Last Updated Jan 13, 2021 at 9:21 pm EST

One day after declaring a state of emergency and issuing a stay-at-home order, Ontario’s premier had a relatively simple message for residents once restrictions officially take shape at 12:01 a.m. on Thursday.

“Stay home. I really could not be clearer,” Doug Ford said on Wednesday.

“Essential means different things to different people. We need everyone to use their best judgment. If you’re not sure if a trip is absolutely essential, it probably isn’t.”


RELATED: Confused about Ontario’s latest COVID-19 restrictions? You’re not alone


Ford announced the stay-at-home order saying that everyone will be required to remain in their own households “as often as possible”, with the exception of essential purposes.

These include grocery stores, pharmacies, health-care services, exercising, or essential work.

The government wouldn’t clarify what qualifies as an essential item, only saying that defining what is essential risks cutting people off from goods that may legitimately be necessary for their health, well-being, and safety.

Mayor John Tory says the fundamental message to residents is stay home as much as you possibly can.

“To me it is more that people have lost a certain sense of fear they had of the unknown and of the virus in the spring,” said Tory. “This is part of the problem we have.”

He believes ‘COVID fatigue’ is leading to more residents rationalizing excuses of leaving the house or gathering with people.

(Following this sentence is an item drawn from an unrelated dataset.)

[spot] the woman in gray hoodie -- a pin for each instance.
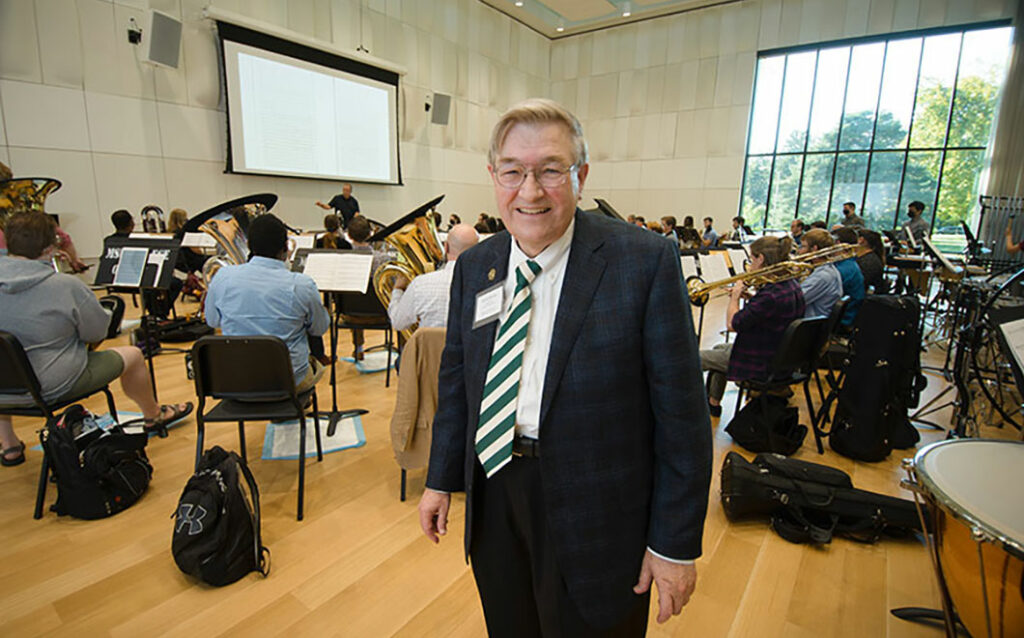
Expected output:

“It’s about staying home as much as possible. If you do have to go outside, wear your mask to the greatest extent possible,” Toronto’s top doctor, Eileen de Villa, said during the City’s COVID-19 briefing.

“These are things each and every one of us can reflect in our daily lives. Stay home if you’re sick.”

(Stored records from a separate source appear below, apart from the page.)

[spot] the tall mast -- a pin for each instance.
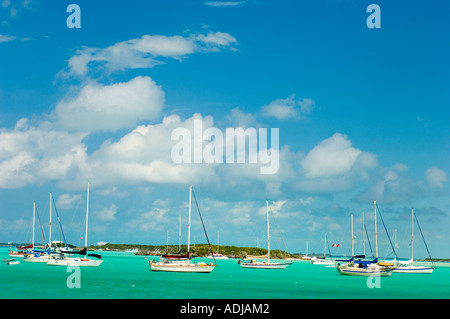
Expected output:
(412, 234)
(217, 241)
(376, 233)
(34, 213)
(353, 251)
(268, 232)
(179, 233)
(189, 221)
(50, 224)
(364, 238)
(87, 217)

The order now mandates that anyone who can work from home must now do so. The stay-at-home rite will remain in effect for at least 28 days, until February 11.

Anyone caught violating the stay-at-home orders could face a fine and persecution under the Reopening Ontario Act (ROA). Among the stiffer penalties, Ontarians found breaking the rules could spend up to a year in jail.

The government has also restricted hours of operation for non-essential retailers currently offering delivery and curbside pickup to between 7 a.m. and 8 p.m. and imposed a five-person cap on outdoor social gatherings.

“There is no confusion here. It’s very simple. Stay home. Stay home. That’s it,” Ford reiterated.

“If you’re questioning: should I go out? You’ve got the answer. Stay home. Stay a la Maison.”